There is RunnerOptions already. Its options are populated by querying the
job service. Any portable runner is able to provide a list of options that
is runner specific through that mechanism.

*From: *Reza Rokni <r...@google.com>
*Date: *Mon, May 6, 2019 at 2:57 PM
*To: * <dev@beam.apache.org>

So the options here would be moved to runner options?
>
> https://beam.apache.org/releases/pydoc/2.12.0/_modules/apache_beam/options/pipeline_options.html#WorkerOptions
>
> In Java they are in DataflowPipelineWorkerPoolOptions and of course we
> have FlinkPipelineOptions etc...
>
> *From: *Chamikara Jayalath <chamik...@google.com>
> *Date: *Tue, 7 May 2019 at 05:29
> *To: *dev
>
>
>> On Mon, May 6, 2019 at 2:13 PM Lukasz Cwik <lc...@google.com> wrote:
>>
>>> There were also discussions[1] in the past about scoping PipelineOptions
>>> to specific PTransforms. Would scoping PipelineOptions to PTransforms make
>>> this a more general solution?
>>>
>>> 1:
>>> https://lists.apache.org/thread.html/05f849d39788cb0af840cb9e86ca631586783947eb4e5a1774b647d1@%3Cdev.beam.apache.org%3E
>>>
>>
>> Is this just for pipeline construction time or also for runtime ? Trying
>> to scope options for transforms at runtime might complicate things in the
>> presence of optimizations such as fusion.
>>
>>
>>>
>>> On Mon, May 6, 2019 at 12:02 PM Ankur Goenka <goe...@google.com> wrote:
>>>
>>>> Having namespaces for option makes sense.

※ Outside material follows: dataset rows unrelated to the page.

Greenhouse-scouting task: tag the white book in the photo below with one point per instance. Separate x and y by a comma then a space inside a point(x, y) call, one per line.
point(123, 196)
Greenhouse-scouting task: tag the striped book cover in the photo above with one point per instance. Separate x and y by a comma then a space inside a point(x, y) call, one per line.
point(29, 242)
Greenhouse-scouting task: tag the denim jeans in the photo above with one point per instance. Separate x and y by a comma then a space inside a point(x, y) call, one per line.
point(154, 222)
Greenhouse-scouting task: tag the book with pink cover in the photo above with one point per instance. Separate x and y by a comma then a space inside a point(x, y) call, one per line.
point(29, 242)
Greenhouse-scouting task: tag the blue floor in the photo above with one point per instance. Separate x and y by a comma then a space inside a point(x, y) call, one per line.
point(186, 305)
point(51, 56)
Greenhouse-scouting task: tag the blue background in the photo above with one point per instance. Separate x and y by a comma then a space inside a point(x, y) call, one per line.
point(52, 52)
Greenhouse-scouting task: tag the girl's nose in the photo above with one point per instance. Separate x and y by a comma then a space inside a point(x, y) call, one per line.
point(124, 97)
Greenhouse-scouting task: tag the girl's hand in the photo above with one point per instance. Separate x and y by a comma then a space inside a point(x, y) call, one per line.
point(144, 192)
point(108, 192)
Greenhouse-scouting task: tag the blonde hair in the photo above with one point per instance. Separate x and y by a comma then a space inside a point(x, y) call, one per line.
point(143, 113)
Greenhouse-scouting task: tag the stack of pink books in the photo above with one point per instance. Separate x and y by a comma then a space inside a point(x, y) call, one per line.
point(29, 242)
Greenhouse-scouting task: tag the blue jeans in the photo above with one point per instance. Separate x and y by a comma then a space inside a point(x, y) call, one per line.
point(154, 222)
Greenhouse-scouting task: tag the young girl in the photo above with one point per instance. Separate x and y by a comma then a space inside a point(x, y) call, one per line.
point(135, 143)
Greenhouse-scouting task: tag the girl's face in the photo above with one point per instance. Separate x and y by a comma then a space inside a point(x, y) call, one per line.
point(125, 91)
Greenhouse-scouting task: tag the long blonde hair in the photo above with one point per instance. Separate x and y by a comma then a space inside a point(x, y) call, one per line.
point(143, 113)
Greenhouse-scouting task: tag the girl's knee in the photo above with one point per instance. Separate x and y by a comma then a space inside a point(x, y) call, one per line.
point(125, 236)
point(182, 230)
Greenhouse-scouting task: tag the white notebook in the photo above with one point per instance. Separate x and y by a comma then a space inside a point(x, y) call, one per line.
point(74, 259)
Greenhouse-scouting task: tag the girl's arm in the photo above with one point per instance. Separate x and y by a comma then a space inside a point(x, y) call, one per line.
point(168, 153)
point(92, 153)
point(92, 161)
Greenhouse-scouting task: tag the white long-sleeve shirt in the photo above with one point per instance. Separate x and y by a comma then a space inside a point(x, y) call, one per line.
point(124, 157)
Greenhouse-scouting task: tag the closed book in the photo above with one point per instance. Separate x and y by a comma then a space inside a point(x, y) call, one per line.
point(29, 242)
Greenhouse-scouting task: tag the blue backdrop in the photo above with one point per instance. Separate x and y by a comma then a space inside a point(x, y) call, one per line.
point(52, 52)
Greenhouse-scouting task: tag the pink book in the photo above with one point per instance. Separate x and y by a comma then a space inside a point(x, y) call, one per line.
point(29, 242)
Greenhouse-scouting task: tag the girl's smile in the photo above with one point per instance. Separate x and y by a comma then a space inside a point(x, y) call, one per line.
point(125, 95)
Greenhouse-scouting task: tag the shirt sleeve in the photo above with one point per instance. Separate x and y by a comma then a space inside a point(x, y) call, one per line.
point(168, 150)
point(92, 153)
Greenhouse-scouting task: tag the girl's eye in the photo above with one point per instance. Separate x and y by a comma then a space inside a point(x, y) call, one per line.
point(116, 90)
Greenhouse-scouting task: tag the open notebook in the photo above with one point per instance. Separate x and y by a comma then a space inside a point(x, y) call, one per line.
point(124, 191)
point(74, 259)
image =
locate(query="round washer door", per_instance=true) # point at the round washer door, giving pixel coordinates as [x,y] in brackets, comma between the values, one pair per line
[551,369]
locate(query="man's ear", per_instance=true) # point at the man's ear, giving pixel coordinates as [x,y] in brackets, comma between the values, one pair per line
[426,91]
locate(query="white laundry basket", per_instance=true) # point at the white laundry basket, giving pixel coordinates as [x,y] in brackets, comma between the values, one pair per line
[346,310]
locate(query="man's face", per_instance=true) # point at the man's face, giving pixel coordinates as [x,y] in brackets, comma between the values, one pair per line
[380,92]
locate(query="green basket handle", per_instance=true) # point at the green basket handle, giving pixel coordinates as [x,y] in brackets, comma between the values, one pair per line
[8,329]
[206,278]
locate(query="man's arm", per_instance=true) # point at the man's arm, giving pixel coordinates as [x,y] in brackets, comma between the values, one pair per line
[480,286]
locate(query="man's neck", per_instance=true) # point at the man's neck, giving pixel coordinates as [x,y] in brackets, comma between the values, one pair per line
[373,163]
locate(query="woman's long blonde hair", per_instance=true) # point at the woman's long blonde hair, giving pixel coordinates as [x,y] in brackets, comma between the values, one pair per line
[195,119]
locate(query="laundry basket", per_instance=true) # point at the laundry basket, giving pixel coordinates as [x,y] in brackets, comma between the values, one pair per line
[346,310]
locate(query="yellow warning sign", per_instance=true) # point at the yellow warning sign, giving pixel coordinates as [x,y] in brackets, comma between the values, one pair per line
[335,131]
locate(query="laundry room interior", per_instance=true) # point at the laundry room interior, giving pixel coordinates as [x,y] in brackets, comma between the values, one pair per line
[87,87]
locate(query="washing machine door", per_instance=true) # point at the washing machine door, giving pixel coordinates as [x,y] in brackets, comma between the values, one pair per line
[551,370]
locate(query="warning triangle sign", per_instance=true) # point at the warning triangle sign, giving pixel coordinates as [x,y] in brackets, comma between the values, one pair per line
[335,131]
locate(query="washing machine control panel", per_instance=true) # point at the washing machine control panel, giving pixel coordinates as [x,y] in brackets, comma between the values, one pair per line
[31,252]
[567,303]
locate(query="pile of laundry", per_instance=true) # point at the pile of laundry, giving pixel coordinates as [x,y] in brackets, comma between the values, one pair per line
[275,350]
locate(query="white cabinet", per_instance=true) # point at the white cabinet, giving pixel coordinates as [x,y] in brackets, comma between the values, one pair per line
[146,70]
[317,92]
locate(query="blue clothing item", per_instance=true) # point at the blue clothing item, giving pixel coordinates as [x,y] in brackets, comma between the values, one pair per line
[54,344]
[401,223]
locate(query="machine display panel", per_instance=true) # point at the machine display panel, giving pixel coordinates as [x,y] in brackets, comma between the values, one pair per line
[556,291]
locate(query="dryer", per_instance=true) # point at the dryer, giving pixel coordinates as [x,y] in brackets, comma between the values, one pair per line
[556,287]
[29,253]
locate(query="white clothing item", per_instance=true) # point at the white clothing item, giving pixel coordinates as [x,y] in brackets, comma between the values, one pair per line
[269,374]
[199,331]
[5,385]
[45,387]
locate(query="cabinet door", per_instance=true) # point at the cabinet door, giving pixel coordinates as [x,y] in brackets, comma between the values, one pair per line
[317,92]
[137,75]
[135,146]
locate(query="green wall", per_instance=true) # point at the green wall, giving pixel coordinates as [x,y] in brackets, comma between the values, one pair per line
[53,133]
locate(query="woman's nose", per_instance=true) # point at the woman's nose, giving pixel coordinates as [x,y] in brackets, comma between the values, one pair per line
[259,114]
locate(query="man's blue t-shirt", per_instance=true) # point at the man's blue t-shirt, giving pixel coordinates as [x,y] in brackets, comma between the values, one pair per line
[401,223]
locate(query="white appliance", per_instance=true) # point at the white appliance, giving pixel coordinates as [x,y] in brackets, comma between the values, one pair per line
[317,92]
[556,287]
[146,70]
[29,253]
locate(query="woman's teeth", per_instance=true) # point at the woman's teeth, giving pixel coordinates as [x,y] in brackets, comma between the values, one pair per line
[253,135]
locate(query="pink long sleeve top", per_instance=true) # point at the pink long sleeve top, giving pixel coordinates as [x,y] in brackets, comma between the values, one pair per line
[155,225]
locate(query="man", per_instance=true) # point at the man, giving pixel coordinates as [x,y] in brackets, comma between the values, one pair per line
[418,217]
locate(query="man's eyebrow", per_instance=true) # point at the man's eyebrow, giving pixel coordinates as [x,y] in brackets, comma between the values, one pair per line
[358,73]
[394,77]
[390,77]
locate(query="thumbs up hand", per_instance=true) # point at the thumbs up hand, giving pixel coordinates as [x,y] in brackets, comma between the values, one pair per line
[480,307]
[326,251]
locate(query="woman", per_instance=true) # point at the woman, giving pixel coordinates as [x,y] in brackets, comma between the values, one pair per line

>>>> I think, along with a help command to print all the options given the
>>>> runner name will be useful.
>>>> As for the scope of name spacing, I think that assigning a logical name
>>>> space gives more flexibility around how and where we declare options. It
>>>> also make future refactoring possible.
>>>>
>>>>
>>>> On Mon, May 6, 2019 at 7:50 AM Maximilian Michels <m...@apache.org>
>>>> wrote:
>>>>
>>>>> Good points. As already mentioned there is no namespacing between the
>>>>> different pipeline option classes. In particular, there is no separate
>>>>> namespace for system and user options which is most concerning.
>>>>>
>>>>> I'm in favor of an optional namespace using the class name of the
>>>>> defining pipeline option class. That way we would at least be able to
>>>>> resolve duplicate option names. For example, if there were was
>>>>> "optionX"
>>>>> in class A and B, we could use "A#optionX" to refer to it from class A.
>>>>>
>>>>
>> I think this solves the original problem. Runner specific options will
>> have unique names that includes the runner (in options class). I guess to
>> be complete we also have to include the package (module for Python) ?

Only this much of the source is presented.